We can now try iteratively to adapt the exponents such that either the both sides have at some iteration the same primefactorization and are thus equal or that we arrive at an impossibility and thus at a contradiction.

For instance, to make the rhs containing the primefactor $193$ the exponent must contain the order of $193$ to base $2$, such that $193 \mid \text{ <rhs> }$ . This requires that in the exponent we have the value $96 = 2^5 \cdot3$ and we can write $${2^{2^5 \cdot 3^3 \cdot y_2}-1 \over 3^4 } = 193.\quad 5.7.13.17.19.37.73.97.109.241.257.\text{<big>} \tag { rhs} $$ and so indeed the rhs contains now the primefactor $193$. But this introduced a lot of additional primefactors, which must now occur in the lhs, too.

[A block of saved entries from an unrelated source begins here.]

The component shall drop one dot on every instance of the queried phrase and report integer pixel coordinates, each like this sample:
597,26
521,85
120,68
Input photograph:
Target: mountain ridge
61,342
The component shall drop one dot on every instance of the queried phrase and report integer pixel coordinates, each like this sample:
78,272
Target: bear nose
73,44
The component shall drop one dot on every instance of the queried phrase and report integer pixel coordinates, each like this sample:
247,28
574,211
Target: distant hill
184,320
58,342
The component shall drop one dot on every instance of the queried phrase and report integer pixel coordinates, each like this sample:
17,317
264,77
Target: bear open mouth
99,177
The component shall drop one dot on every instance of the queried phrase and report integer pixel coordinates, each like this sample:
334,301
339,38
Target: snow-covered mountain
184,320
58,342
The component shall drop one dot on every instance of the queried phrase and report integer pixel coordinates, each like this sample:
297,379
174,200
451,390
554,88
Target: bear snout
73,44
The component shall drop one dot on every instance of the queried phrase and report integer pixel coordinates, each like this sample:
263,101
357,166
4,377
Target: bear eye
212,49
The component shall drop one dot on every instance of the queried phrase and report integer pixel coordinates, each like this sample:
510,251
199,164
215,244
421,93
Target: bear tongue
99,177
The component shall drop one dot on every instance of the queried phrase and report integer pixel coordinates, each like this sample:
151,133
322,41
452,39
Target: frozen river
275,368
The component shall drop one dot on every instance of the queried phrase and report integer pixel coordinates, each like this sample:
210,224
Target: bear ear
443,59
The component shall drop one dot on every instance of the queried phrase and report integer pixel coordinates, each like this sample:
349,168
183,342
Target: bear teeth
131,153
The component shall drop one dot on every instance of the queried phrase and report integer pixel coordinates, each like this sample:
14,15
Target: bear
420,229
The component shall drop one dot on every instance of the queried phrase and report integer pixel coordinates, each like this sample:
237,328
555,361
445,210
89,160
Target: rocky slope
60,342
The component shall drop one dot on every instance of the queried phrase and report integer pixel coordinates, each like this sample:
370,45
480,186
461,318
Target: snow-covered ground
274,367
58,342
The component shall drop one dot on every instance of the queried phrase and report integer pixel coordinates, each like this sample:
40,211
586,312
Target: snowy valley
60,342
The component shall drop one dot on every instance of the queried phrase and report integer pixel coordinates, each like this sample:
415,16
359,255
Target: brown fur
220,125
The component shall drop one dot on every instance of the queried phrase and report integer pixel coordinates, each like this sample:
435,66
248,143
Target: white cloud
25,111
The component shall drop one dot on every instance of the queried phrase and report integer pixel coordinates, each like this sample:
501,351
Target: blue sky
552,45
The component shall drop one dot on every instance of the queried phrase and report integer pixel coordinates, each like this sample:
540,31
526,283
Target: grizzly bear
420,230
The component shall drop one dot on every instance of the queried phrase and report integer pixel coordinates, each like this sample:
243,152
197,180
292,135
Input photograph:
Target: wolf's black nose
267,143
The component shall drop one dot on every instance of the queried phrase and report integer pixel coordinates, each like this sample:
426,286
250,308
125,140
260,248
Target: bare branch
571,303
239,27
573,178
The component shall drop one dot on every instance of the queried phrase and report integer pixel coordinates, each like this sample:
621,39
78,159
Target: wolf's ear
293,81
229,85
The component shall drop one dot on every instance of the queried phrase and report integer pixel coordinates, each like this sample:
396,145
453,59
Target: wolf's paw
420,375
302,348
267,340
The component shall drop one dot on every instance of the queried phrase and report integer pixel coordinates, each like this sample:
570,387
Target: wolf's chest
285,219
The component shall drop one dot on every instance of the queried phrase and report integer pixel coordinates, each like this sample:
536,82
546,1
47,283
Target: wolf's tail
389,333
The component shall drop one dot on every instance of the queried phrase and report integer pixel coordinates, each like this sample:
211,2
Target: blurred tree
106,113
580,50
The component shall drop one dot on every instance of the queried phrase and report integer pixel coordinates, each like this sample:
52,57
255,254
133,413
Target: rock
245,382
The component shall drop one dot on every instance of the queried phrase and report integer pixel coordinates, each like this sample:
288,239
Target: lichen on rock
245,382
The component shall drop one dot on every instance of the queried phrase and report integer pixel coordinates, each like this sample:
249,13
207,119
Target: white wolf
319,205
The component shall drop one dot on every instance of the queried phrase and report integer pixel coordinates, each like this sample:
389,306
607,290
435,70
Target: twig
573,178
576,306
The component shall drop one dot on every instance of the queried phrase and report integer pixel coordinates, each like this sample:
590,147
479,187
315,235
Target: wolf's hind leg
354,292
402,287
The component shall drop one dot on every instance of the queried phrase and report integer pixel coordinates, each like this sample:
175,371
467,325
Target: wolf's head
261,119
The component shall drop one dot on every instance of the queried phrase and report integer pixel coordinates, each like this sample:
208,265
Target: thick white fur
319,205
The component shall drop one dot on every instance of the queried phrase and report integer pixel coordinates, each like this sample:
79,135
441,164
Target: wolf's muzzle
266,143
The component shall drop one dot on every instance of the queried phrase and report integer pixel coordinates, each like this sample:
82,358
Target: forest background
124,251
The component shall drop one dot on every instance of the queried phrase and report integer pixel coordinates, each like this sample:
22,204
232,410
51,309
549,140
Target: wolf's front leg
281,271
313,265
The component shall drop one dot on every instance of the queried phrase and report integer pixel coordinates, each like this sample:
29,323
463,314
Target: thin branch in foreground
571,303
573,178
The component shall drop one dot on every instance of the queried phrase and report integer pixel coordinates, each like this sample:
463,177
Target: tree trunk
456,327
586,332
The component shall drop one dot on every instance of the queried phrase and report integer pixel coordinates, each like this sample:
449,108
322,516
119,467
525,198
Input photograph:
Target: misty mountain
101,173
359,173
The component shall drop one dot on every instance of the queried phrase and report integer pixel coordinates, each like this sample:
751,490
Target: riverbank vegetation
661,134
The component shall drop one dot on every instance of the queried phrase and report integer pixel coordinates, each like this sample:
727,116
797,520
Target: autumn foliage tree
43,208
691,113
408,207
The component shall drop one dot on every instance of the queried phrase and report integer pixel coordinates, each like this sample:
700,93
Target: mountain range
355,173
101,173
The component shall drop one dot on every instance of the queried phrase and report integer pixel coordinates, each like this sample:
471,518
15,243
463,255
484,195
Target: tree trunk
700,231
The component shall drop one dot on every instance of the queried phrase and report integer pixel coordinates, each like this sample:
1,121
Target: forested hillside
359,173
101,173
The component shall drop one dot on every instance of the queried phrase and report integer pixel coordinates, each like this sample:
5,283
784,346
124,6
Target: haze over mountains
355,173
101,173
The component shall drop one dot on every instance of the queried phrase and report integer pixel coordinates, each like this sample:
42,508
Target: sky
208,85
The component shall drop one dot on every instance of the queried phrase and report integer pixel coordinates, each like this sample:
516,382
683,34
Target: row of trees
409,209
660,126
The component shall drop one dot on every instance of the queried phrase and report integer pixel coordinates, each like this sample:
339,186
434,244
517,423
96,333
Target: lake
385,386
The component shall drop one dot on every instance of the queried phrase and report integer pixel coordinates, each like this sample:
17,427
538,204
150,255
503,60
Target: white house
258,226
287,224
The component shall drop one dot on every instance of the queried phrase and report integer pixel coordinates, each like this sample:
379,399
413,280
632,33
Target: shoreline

Let's look at the primefactor $257$. To get it in the lhs we need in the exponent of the lhs the value $2^8$. But this contradicts the restriction in $(3)$ where we find that $2 \not \mid x_1$ and we need now $2^4 \mid x_1$ to allow the primefactor $257$ to appear.

Thus we have a contradiction, and we can state:

Theorem: There is no second solution besides $x=y=0$ in $(3)$ and thus not in (1)